Lo sappiamo sempre e soltanto a posteriori, con il senno di poi. Si tratta in particolare della crisi del Giappone, la crisi o le crisi immobiliari, le crisi del debito in Argentina o in Asia oppure la crisi russa, per non citare la crisi delle cosiddette aziende dot-com e la crisi della Lehman Brothers o ancora la crisi dell'euro. Negli ultimi tre decenni siamo passati attraverso un numero così elevato di crisi prevalentemente economiche, al punto tale da essere diventati presumibilmente resistenti alle crisi, ma anche incredibilmente stanchi delle crisi. Siamo arcistufi in ogni caso delle crisi politiche, e persino della guerra, della Corea, della Siria dell'Afghanistan e così via, come pure della disgregazione di interi stati. La saturazione si spinge a un punto tale che quando ci intratteniamo con qualcuno in merito a una crisi, l'interlocutore risponde già quasi in automatico come se fosse un riflesso: «Ma è persino molto peggio». Ognuno di noi ha una sua propria lista nera delle crisi, quasi fosse una classifica delle hitparade. Però sono persino peggio le reazioni sui generis «ma non è mica vero» e addirittura la rispettiva escalation del tipo «tutto questo non era affatto vero». Sono nato in Germania e pertanto ne ho incontrati diversi che sostenevano affermazioni del genere.

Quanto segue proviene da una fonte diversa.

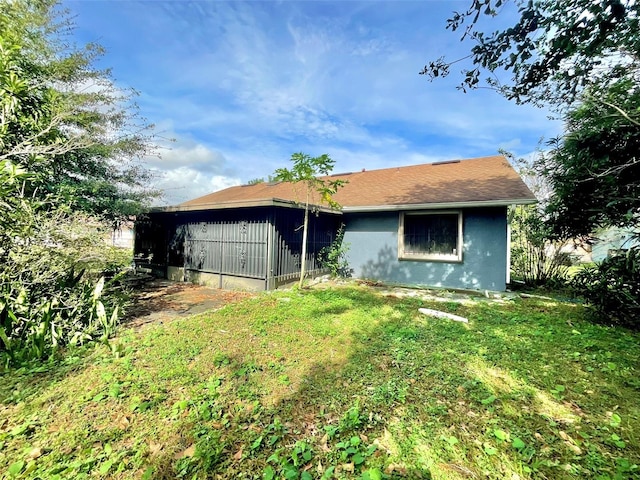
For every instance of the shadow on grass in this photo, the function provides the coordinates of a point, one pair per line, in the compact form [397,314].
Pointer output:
[498,398]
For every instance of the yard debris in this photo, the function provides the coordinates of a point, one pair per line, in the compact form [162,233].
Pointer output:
[187,453]
[539,297]
[439,314]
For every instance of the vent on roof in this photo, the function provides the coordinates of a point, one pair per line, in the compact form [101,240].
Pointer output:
[447,162]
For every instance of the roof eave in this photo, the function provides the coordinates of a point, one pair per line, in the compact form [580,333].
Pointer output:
[269,202]
[440,205]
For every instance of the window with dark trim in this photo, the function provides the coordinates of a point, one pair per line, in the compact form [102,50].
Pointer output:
[430,236]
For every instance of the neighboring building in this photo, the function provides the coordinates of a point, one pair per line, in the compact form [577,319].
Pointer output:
[613,241]
[440,224]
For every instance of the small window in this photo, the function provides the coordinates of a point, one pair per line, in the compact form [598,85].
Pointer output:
[430,236]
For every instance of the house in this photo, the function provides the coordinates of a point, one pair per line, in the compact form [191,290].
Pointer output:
[439,224]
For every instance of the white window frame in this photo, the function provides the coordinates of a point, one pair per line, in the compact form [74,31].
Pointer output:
[431,257]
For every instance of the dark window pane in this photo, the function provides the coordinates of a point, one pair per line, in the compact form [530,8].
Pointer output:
[431,234]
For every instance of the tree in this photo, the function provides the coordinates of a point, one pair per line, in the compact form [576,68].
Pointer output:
[594,169]
[554,50]
[66,121]
[69,139]
[582,60]
[305,170]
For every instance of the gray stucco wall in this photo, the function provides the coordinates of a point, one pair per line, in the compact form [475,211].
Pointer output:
[373,251]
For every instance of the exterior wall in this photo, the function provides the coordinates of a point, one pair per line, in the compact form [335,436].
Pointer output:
[250,248]
[373,252]
[612,240]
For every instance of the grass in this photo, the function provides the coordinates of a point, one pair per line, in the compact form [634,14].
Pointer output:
[335,383]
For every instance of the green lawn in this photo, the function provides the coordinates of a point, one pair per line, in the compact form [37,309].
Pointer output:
[336,383]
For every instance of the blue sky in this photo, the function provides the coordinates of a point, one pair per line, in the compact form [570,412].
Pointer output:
[241,86]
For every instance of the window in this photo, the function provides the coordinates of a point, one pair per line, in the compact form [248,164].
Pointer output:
[430,236]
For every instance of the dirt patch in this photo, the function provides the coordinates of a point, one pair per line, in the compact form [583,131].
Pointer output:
[159,301]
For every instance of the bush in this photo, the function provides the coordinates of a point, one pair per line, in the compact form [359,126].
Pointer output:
[334,256]
[613,288]
[52,289]
[535,259]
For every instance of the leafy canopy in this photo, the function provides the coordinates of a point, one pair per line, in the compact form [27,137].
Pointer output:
[65,121]
[307,169]
[553,51]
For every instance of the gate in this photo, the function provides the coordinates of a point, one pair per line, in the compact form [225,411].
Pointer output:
[237,248]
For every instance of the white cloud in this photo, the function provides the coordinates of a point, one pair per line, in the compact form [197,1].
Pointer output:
[185,183]
[242,86]
[195,156]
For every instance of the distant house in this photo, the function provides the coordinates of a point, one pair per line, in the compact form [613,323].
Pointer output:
[440,224]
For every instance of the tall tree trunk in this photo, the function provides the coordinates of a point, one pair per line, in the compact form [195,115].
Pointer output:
[303,260]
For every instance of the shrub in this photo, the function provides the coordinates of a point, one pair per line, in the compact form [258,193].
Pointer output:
[613,288]
[52,289]
[334,256]
[535,259]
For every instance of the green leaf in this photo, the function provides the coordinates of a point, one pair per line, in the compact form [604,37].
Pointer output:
[615,420]
[269,473]
[105,467]
[500,434]
[489,450]
[290,472]
[372,474]
[517,443]
[15,468]
[489,400]
[257,442]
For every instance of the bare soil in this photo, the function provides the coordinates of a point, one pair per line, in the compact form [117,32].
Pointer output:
[159,301]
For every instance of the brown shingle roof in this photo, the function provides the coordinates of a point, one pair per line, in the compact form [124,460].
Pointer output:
[483,180]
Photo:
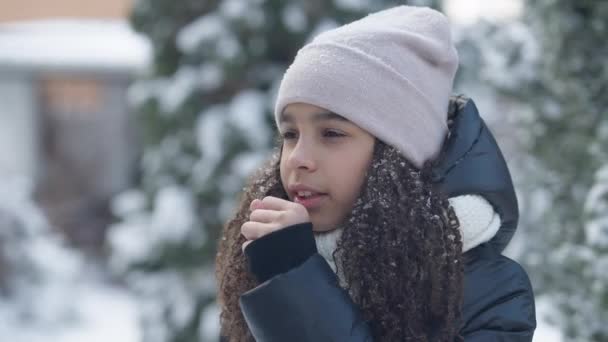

A prescindere da tutte le crisi, oggi viviamo in effetti in maniera piuttosto rilassata e distaccata. Non risolviamo le crisi, bensì le posticipiamo semplicemente, rimandandole all'infinito. Tuttavia, i detriti che si accumulano davanti a noi diventano sempre più imponenti e difficili da evitare sul nostro percorso, motivo per cui ci siamo dotati di escavatrici e ruspe sempre più grandi. La regola dei nostri tempi moderni per superare le crisi è: «whatever it takes», come ha affermato da parte sua il Presidente della Banca centrale europea Mario Draghi il 26 luglio 2012. Oggi lo stesso professore in qualità di Primo Ministro italiano si occupa di comporre piani congiunturali miliardari per la ripresa dell'economia e non perde occasione di ricordare alla sua succeditrice la sua parola d'ordine storica. Nel frattempo noi «normali cittadini» siamo diventati i maestri dell'oblio o della rimozione. I mercati finanziari, nodo cruciale e detonatori di quasi tutte le crisi economiche della nostra storia più recente, non sono nemmeno più ammaestrabili. E quando la rimozione non ci riesce più, allora diventiamo dei maestri nell'esternalizzazione. Draghi e i suoi omologhi e amici sistemeranno tutto. Per ora li lasciamo ancora fare, considerato che fintanto che c'è ancora carne nel piatto, la crisi non può essere così grave. Tuttavia, da qualche tempo attraverso l'avidità sui mercati finanziari e una politica monetaria e fiscale completamente disinibita e sconsiderata è stato avviato un processo di ridistribuzione che potrebbe forse sfociare un giorno in una crisi di tutt'altre proporzioni. Questa crisi viene addirittura alimentata ulteriormente dalla crisi del coronavirus. In realtà la crisi è già in atto, solo che ancora non la percepiamo a tutti gli effetti. Ma i tassi zero, la tombola valutaria e le composizioni fantasiose nella politica fiscale comportano sempre più una sensazione di disagio. Si tratta probabilmente della crisi di mezza età del nostro sistema economico del dopo guerra. Sistema su cui si aggiungono lentamente sempre più grinze, rughe e pieghe contro le quali non servono a nulla né i trucchi e le magie in ambito fiscale né gli interventi estetici a livello di politica monetaria.